United States: Multiparticipant Trusts And Conflicting Duties

Mike Zdeb is a Partner in Holland & Knight's Chicago office

A recent article in the Real Property, Trust and Estate Law Journal [Volume 50, Number 2, Fall 2015] discussed the phenomena of grantors of trusts "increasingly naming trust protectors, particularly for a trust that may endure for many years...." A number of other scholarly articles have been published in the last few years addressing the development of trusts under which some of the duties and powers of a traditional trustee have been sliced off and assigned to other "advisors." These other advisors have been labeled in a variety of ways: protectors, investment advisors, distribution advisors, investment committees, etc. The trusts involved in this phenomena are usually referred to as "directed trusts," given that the trustee may be required to act at the direction of another or, at a minimum, seek the consent of another in the exercise of the powers of the trustee. These trusts are often referred to as "multi-participant trusts" given the multiplicity of roles and allocation of powers/duties among a number of trustees and advisors.

The gist of most of the writing to date has been about the liability of trustees who act at the direction of a directing party. Broadly stated, the issues or topics include:

  • What are the powers of the directing person?
  • Is the directing party a fiduciary, and if so, what fiduciary duties exist?
  • Is the directed trustee required to review the decisions of the directing party?
  • When could a trustee be liable for actions taken at the direction of another?
  • Does a trustee have any oversight duties?

A variety of approaches to the issues exist ranging from Section 185 of the Restatement (Second) of Trusts, the Uniform Trust Code Section 808, to specific state approaches [for example, Delaware, Del. Code Ann. Tit. 12, Section 3313]. In addition, a number of states have no statutory provision regarding the issues.

In previous articles, the "intersection" of fiduciary duties and the duties among equity participants has been considered in the context of trusts holding interests in closely held enterprises. Since equity holders may have duties to the entity or other equity participants, the concern has been resolving the issues of conflict that arise at the entity level with the duties of the trustee at the trust/beneficiary level. For example, see "Trustees Beware: Which Fiduciary Standard Applies to Your "Business Judgments?" and " Family Battle Royale: Lessons Learned from the Rollins Trust Dispute Case" on the Shareholder Rights Blog.

In the situation of a multi-participant or directed trustee of a trust holding an interest in a closely held or family owned business, the clients in planning the trust and selecting an advisor will now have to consider the role of the advisor not only as to the trust, but the "other roles" and duties that may exist.

An advisor of such a trust also may have individual interests in the business or entity; have a role as a director, officer, manager, partner of the entity or even hold a fiduciary role in respect of a different trust with interests in the entity. If the advisor is considered a fiduciary of the trust, consideration should be given to the standard of care and duties that arise at the level of the entity as opposed to the trust level. In other words, would such an advisor and conduct be considered under the business judgment type standard of a business decision or the more strict fiduciary role of a trust fiduciary when decisions are made at the entity level? What conflicting interests might exist between the advisor in other capacities and the trust beneficiaries?

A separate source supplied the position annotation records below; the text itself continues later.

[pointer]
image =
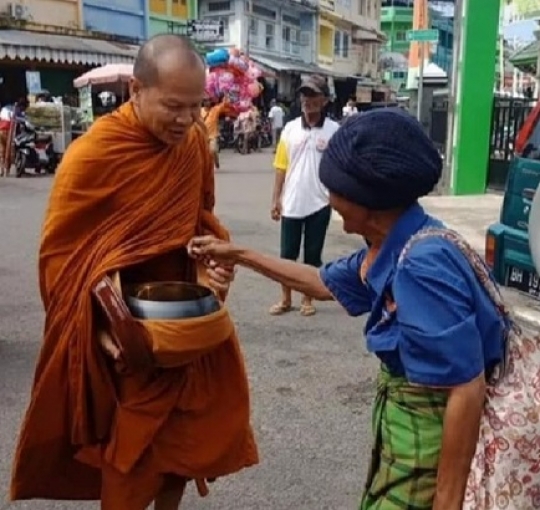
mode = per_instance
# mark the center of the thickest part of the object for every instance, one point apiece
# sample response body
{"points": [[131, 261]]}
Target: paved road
{"points": [[311, 378]]}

The case law is developing in terms of the standards by which the conduct of a fiduciary holding interests in a business is to be measured when the same fiduciary has distinct roles in the business or has other interests in the business entity. In effect, must such a fiduciary make business decisions at the entity considering only the interests of the beneficiaries of the trust or may the fiduciary consider the best interests of the business even if potentially in conflict with the beneficiaries? If the fiduciary has separate duties to the entity and other equity participants in the business, how does a fiduciary resolve the conflict that could arise if the interests of the trust are not identical to those of the others with interests in the business? How does a fiduciary resolve a conflict that could exist between the role as trustee and interests that such trustee holds personally?

These issues have been arising more frequently as the use of trusts holding interests in closely held and family businesses has increased. As a result, planning for the use of trusts and the identity of the selected trustee has taken on a new dimension of issues relating to how to handle potential conflicts. Add to that development, the increasing designation of "advisors" and the question of whether such are to be held to fiduciary standards of duty, and matters quickly become more complicated and potentially a minefield of issues for those assuming roles with a trust.

The content of this article is intended to provide a general guide to the subject matter. Specialist advice should be sought about your specific circumstances.